July 13, 2020

New way of studying genomics makes deep learning a breeze

by Max Delbrück Center for Molecular Medicine

code — Credit: Pixabay/CC0 Public Domain

Researchers from the Max Delbrück Center for Molecular Medicine have developed a new tool that makes it easier to maximize the power of deep learning for studying genomics. They describe the new approach, Janggu, in the journal Nature Communications.

Imagine that before you could make dinner, you first had to rebuild the kitchen, specifically designed for each recipe. You'd spend way more time on preparation, than actually cooking. For computational biologists, it's been a similar time-consuming process for analyzing genomics data. Before they can even begin their analysis, they spend a lot of valuable time formatting and preparing huge data sets to feed into deep learning models.
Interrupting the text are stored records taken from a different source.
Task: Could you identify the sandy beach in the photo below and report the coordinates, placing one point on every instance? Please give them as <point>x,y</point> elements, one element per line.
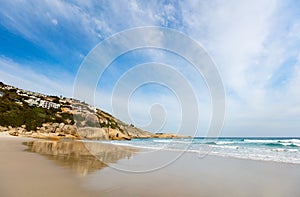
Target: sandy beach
<point>39,168</point>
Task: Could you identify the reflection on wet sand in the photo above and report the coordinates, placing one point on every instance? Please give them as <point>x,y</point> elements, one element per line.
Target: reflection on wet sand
<point>83,158</point>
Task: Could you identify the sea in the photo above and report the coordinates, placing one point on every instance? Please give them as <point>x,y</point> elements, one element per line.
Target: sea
<point>286,150</point>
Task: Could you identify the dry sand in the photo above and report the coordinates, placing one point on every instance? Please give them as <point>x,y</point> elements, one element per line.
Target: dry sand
<point>31,174</point>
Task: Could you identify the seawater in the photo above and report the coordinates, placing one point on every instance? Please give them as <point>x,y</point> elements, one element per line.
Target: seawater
<point>285,150</point>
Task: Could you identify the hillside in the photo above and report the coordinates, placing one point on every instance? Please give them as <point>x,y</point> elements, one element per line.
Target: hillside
<point>32,114</point>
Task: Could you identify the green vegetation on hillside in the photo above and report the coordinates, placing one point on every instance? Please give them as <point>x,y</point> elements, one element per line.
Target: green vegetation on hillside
<point>15,115</point>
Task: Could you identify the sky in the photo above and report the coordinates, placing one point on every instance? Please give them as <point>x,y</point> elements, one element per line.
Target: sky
<point>254,44</point>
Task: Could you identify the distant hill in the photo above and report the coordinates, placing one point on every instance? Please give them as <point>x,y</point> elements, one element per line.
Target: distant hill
<point>32,114</point>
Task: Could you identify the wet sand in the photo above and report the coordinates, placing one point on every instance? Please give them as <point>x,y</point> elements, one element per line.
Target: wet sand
<point>66,169</point>
<point>27,174</point>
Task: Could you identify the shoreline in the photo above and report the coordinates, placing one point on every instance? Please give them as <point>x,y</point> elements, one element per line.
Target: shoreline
<point>35,173</point>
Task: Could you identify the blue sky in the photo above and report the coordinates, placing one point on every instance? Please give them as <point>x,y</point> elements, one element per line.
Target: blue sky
<point>255,45</point>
To streamline this process, researchers from MDC developed a universal programming tool that converts a wide variety of genomics data into the required format for analysis by deep learning models. "Before, you ended up wasting a lot of time on the technical aspect, rather than focusing on the biological question you were trying to answer," says Dr. Wolfgang Kopp, a scientist in the Bioinformatics and Omics Data Science research group at MDC's Berlin Institute of Medical Systems Biology (BIMSB), and first author of the paper. "With Janggu, we are aiming to relieve some of that technical burden and make it accessible to as many people as possible."

Unique name, universal solution

Janggu is named after a traditional Korean drum shaped like an hourglass turned on its side. The two large sections of the hourglass represent the areas Janggu is focused: pre-processing of genomics data, results visualization and model evaluation. The narrow connector in the middle represents a placeholder for any type of deep learning model researchers wish to use.
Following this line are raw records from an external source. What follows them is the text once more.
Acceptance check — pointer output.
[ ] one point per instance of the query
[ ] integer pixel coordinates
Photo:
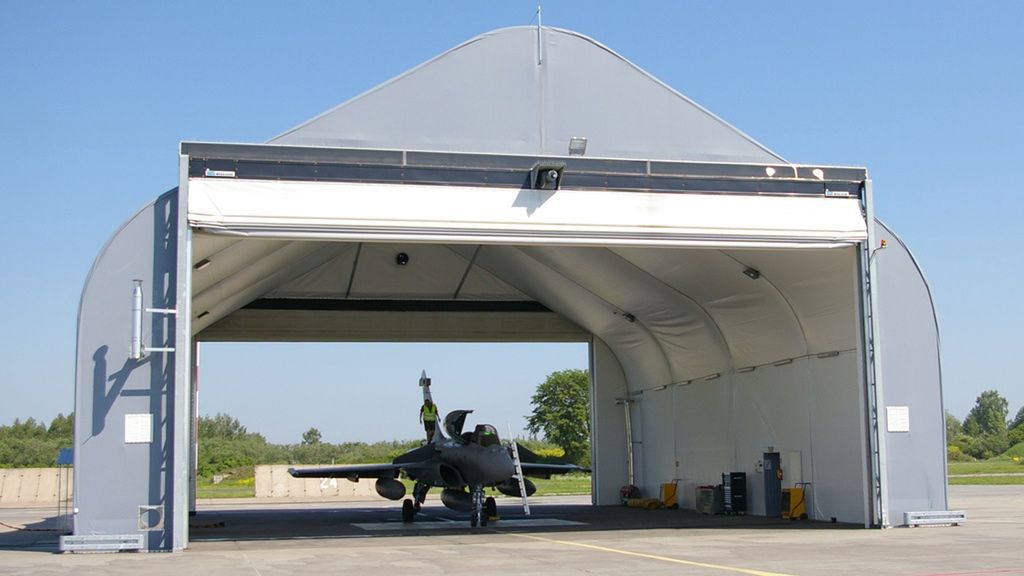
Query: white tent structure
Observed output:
(541, 188)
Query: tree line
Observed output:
(985, 432)
(34, 445)
(561, 415)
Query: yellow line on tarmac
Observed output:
(652, 557)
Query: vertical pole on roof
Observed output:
(540, 53)
(872, 356)
(182, 423)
Deep learning models involve algorithms sorting through massive amounts data and finding relevant features or patterns. While deep learning is a very powerful tool, its use in genomics has been limited. Most published models tend to only work with fixed types of data, able to answer only one specific question. Swapping out or adding new data often requires starting over from scratch and extensive programming efforts.
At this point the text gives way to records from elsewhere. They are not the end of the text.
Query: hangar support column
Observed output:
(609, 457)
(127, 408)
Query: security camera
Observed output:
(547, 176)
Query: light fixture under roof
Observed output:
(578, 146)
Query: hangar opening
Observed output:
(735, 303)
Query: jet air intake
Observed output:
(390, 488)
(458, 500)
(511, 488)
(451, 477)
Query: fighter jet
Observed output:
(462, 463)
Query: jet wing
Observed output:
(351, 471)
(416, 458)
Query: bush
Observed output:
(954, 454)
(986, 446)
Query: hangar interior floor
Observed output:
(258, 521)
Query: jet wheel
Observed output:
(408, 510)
Janggu converts different genomics data types into a universal format that can be plugged into any machine learning or deep learning model that uses python, a widely-used programming language.

"What makes our approach special is that you can easily use any genomic data set for your deep learning problem, anything goes in any format," Dr. Altuna Akalin, who heads the Bioinformatics and Omics Data Science research group.

Separation is key

Akalin's research group has a dual mission: developing new machine learning tools, and using them to investigate questions in biology and medicine. During their own research efforts, they were continually frustrated by how much time was spent formatting data. They realized part of the problem was each deep learning model included its own data pre-processing. By separating the data extraction and formatting from the analysis, it provides a much easier way to interchange, combine or reuse sections of data. It's kind of like having all the kitchen tools and ingredients at your fingertips ready to try out a new recipe.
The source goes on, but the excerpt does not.